If you read this book and loved it, please tell me why you loved the ending so much. I would really like to understand other opinions and other views and maybe come to terms myself and accept the ending a bit better. I suppose it’s good in a way, that the book got me so fired up, because you don’t have to love a book to discuss it and have it stick in your head. And this book has stuck in my head – a lot. I’ve thought about it a lot in the week or so since I finished it and even though it annoys me, I’m still thinking about it. Still mulling it over, still trying to find a way in my head to change the ending. If there was a scenario that could’ve saved both Sam and Juliet. And that’s got to count for something, doesn’t it?

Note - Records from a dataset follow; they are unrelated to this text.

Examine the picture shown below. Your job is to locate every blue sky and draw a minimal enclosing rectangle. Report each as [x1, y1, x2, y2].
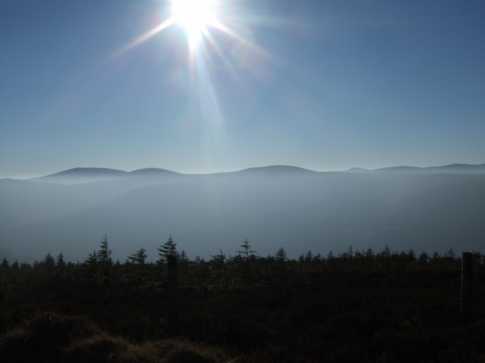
[0, 0, 485, 177]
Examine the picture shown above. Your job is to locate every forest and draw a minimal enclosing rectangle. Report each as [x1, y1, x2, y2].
[0, 237, 485, 363]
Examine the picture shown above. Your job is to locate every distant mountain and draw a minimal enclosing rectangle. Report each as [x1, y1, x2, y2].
[235, 165, 318, 176]
[0, 164, 485, 259]
[128, 168, 181, 177]
[27, 164, 485, 184]
[37, 168, 127, 184]
[373, 164, 485, 174]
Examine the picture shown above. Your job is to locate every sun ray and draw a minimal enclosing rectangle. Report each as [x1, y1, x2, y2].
[115, 18, 174, 56]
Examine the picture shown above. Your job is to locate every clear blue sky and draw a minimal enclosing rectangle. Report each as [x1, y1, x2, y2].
[0, 0, 485, 177]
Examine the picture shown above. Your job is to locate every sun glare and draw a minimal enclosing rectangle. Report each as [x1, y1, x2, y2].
[171, 0, 218, 48]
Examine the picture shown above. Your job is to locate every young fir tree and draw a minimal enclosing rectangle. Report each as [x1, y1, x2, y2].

I’m not rating this book out of 10 for that reason. I didn’t like it as such, but yet I found it very thought provoking. To give it a low number would be unfair as it wouldn’t take into consideration the lasting effect. So I can’t rank it.

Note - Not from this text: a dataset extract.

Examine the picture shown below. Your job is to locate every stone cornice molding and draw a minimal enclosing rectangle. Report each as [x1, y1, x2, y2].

(Book #67 of my 75 Book Challenge)


2 responses to “Before I Fall – Lauren Oliver

  1. It’s been a few months since I read this one, so my recollection is hazy. I guess I can see both sides of the story. Sam had to be willing to sacrifice herself and learn that everything wasn’t all about her. Maybe sometimes you have to sacrifice yourself for the good of another person or group. On the other hand, I definitely see your point. How does it make sense that Sam has to die for someone else to live? It’s definitely an ending that is hard to digest.

  2. Kaylee says:

    I agree COMPLETELY. I don’t understand the ending that well either. definently not the best book i’ve ever read. I’d give it like a 6/10.